Un piccolo vigneto carico di grappoli rosa occupava il retro della villa. Ai piedi della collinetta si poteva ancora vedere la terra smossa nei punti in cui avevano seppellito i mercenari caduti. Garmir scostò la cappa e toccò l'impennaggio bianco delle frecce che riempivano la piccola faretra, fissata in diagonale alla cintura. Ne prese una ed estrasse l'arco dalla sua borsa senza fondo. Era un'arma di fattura squisita, costruita con corna di cervo e con l'anima di salice flessibile. La luce del secondo tramonto la dipinse in tinte arancio.
Garmir passò le dita sulla corda in crine di cavallo, quindi attivò l'incantesimo al suo interno con un pizzico di Luce, tendendola alla perfezione. Incoccò la freccia.
Olin sollevò le mani e le caricò di energia magica, avvolgendole in un chiarore simile a quello della luna piena.
Garmir chiuse gli occhi per valutare la quantità di mana rimasto. Le scintille vagavano, scontrandosi e rimbalzando tra di loro. L'incanto che stava per lanciare avrebbe consumato i due bricioli d'Oscurità rimasti in lui. Inspirò, percepì il terzo sole attraverso le palpebre abbassate e puntò una freccia verso di esso. Aprì gli occhi.
«Cortina d'ombra!»
Lasciò partire la freccia e sentì come un cordone ombelicale collegarla alla mano che teneva l'arco. Aspettò un attimo, quindi diede uno strattone. La freccia esplose con un tonfo potente in una nube nera e uno stormo di corvi volò via gracchiando dal vigneto. La nuvola ricadde subito al suolo e si dissolse. Non era un problema, comunque: l'importante era aver fatto rumore.
«Dici che ci hanno sentiti?» domandò a Olin. Narkim, il secondo sole, svanì del tutto lasciandoli nella luce violacea del terzo.
«Se non sono del tutto sordi, li hai svegliati di sicuro.» Olin si avvicinò a grandi falcate, con le mani in tasca. «Bisogna vedere se verranno davvero a cercarci.»
«I giovani cercano sempre di accaparrarsi le prede più difficili. Direi che siamo noi.»
Olin ridacchiò e si passò una mano tra i boccoli scintillanti, poi lasciò cadere la testa all'indietro e sospirò guardando il cielo.
«Ti hanno dato una missione importante», disse. »Se le cose qui si mettono male, devi lasciarmi e andartene. Non possiamo rischiare che tu muoia per niente.»
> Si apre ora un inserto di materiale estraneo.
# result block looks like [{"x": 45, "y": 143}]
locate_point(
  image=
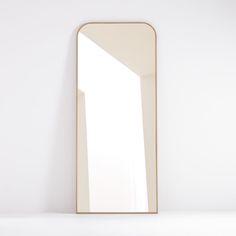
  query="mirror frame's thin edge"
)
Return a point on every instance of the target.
[{"x": 156, "y": 123}]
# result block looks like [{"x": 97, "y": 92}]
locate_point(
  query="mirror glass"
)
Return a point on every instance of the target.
[{"x": 116, "y": 118}]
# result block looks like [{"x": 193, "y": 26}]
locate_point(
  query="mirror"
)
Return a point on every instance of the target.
[{"x": 116, "y": 118}]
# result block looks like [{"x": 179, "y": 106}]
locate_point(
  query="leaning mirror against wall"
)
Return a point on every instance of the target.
[{"x": 116, "y": 118}]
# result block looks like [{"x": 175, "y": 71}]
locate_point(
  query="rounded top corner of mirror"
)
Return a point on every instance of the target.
[{"x": 148, "y": 25}]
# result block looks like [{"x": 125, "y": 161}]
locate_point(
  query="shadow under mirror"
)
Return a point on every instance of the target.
[{"x": 116, "y": 118}]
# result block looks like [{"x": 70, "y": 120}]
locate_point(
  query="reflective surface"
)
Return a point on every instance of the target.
[{"x": 116, "y": 118}]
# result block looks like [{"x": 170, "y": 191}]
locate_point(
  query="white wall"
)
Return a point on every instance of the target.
[{"x": 196, "y": 100}]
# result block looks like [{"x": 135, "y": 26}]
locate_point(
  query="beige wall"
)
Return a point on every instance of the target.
[
  {"x": 149, "y": 126},
  {"x": 82, "y": 157}
]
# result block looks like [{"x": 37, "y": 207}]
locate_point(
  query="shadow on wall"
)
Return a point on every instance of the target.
[{"x": 61, "y": 196}]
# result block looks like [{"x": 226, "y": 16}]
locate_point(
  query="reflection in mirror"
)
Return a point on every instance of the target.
[{"x": 116, "y": 118}]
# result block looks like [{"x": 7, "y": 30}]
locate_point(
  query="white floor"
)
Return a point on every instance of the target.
[{"x": 163, "y": 224}]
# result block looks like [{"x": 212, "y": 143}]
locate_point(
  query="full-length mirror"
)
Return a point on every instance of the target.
[{"x": 116, "y": 118}]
«Diciamo che questa è una specie di prova.» Garmir si strofinò il naso e ritirò la testa tra le spalle. «Se non riesco a uscire vivo di qui, vuol dire che non ero adatto alla missione.»
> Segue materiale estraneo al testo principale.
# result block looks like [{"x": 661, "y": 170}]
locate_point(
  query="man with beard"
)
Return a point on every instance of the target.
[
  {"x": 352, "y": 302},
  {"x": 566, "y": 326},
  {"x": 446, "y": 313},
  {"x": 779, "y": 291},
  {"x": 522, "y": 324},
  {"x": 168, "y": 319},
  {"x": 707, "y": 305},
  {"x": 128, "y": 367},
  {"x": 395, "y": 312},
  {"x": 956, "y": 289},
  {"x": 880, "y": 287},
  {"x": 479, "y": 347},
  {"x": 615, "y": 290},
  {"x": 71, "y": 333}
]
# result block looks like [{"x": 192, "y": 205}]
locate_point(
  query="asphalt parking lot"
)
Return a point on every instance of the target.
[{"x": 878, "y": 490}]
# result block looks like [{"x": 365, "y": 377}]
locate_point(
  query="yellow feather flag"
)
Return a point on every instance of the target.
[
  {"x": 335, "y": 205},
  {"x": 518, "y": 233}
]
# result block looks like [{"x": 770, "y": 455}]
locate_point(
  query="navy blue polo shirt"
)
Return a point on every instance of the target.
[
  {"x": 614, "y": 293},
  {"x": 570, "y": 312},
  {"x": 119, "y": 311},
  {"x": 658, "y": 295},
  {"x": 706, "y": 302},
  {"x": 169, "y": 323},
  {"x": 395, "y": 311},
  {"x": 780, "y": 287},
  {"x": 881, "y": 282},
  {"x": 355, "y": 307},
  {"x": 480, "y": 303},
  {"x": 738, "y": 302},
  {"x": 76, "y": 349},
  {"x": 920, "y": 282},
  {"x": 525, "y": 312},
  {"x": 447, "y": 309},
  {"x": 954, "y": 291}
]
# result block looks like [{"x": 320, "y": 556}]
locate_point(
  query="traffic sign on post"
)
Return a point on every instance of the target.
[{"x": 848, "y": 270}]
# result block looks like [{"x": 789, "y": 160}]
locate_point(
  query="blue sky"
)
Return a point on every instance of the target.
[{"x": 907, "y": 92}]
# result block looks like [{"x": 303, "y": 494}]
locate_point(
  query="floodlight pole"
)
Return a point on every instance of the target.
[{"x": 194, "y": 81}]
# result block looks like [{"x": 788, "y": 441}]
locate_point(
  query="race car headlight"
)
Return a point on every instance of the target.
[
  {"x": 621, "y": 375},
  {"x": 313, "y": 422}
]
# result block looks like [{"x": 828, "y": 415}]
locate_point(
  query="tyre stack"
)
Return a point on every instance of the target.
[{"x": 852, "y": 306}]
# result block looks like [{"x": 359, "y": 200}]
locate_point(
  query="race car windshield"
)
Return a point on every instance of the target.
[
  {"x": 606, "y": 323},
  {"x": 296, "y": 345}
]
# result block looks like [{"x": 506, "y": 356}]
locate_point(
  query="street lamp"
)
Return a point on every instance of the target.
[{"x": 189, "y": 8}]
Olin si mise a ridere, ma si interruppe subito.
«Arrivano.»
Lo sguardo di Garmir scorse lungo il dito di Olin fino al punto che stava indicando. I wendigo scendevano dal tetto, agili come ragni. Si erano sporcati la pelliccia bianca per non essere individuati con facilità, ma i loro occhi spiccavano da lontano, due punti luminosi sul volto che sembrava l'incrocio tra il muso di un orso, di un leone e di una scimmia.
Tre di loro avevano accette di ferro, mentre altri due stringevano delle lunghe cerbottane. Le stoffe legate intorno alla vita e i manici delle armi erano decorati in uno stile fatto di puntini e linee ondulate. In Garmir lottarono la paura di trovarseli davanti e l'eccitazione di vederli finalmente in carne e ossa, invece che illustrati su un libro.
«Dovrebbero essere tutti», disse Olin. «Vai!»
Garmir incoccò un'altra freccia e ci riversò dentro il mana dorato, tutto quello che aveva.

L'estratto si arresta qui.